Tout en retenue et délicatesse, le service assuré par les équipes du Sur Mesure tranche avec celui, souvent démonstratif, des grands restaurants de palaces. Là où les assiettes de Thierry Marx font parfois preuve de minimalisme, là où le restaurant dévoile un écrin épuré et immaculé, le contraire aurait été étonnant.

L’addition

Au déjeuner, un menu « Sur Mesure » à composer soi-même est disponible : 4 plats pour 85€ / 5 plats pour 100€ / 6 plats pour 120€ / 7 plats pour 150€. À l’heure du dîner, le menu « Sur Mesure » s’étoffe.
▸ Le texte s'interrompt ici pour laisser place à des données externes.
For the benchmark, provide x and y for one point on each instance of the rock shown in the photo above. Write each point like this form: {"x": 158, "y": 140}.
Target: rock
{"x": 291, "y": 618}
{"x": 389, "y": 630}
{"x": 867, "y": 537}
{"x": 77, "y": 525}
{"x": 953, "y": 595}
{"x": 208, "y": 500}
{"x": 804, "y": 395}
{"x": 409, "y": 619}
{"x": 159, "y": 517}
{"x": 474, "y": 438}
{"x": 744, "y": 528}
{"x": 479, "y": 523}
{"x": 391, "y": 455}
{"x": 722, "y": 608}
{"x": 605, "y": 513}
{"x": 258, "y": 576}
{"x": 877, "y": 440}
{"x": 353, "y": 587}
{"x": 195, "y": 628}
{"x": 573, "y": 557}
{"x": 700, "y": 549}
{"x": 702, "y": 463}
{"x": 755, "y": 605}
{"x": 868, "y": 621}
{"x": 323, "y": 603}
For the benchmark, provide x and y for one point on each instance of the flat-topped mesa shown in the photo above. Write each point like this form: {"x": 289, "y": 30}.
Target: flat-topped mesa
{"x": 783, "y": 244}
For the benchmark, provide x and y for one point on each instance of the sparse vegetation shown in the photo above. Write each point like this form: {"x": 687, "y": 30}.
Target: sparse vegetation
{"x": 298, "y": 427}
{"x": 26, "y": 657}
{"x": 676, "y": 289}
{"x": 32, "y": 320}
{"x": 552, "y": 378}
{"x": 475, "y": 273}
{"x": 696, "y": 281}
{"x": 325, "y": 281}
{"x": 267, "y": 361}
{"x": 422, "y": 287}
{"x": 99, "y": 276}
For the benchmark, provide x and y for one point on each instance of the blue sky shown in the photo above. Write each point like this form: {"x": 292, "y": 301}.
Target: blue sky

Comptez alors 190€ pour 6 plats, 230€ pour 7 plats, 250€ pour 8 plats.

Le sens du détail passe aussi par le graphisme © YONDER.fr

 

Le mot de la fin

Sur Mesure au Mandarin Oriental Paris est à l’image du chef qui le dirige : unique et atypique. Là où les grandes tables étoilées de palaces parisiens semblent être au diapason, Thierry Marx fait entendre une petite musique différente. Sur la forme comme sur le fond, il délivre une prestation pleine de grâce et d’imagination, sans jamais dénaturer le produit. Oubliez l’image « chimisante » de la cuisine moléculaire associée au chef, Thierry Marx, fasciné depuis toujours par l’épure japonaise, met son avant-gardisme technique au service de créations inventives et gourmandes. « Donner un confort de dégustation à un produit tout en restant au plus près de son goût originel est mon fer de lance, mon satori comme diraient les Japonais » souligne d’ailleurs celui l'ancien juré de Top Chef.

Au Sur Mesure, il parvient à faire la synthèse de toutes ses influences : sa connaissance encyclopédique de l’Histoire de la cuisine et ses travaux sur le futur de celle-ci (il a notamment préparé des plats pour le spationaute français Thomas Pesquet) ; son savoir-faire issu de la tradition culinaire française et son amour immodéré des cuisines asiatiques et japonaises en particulier ; son respect du produit et sa volonté permanente de prendre des risques pour éviter toute forme de suivisme. C'est en tout point remarquable.
 

À lire également, notre interview exclusive de Thierry Marx

 

PRATIQUE

Sur Mesure
au Mandarin Oriental Paris

251 rue Saint-Honoré
Paris 1er

Ouvert du mardi au samedi, au déjeuner et au dîner.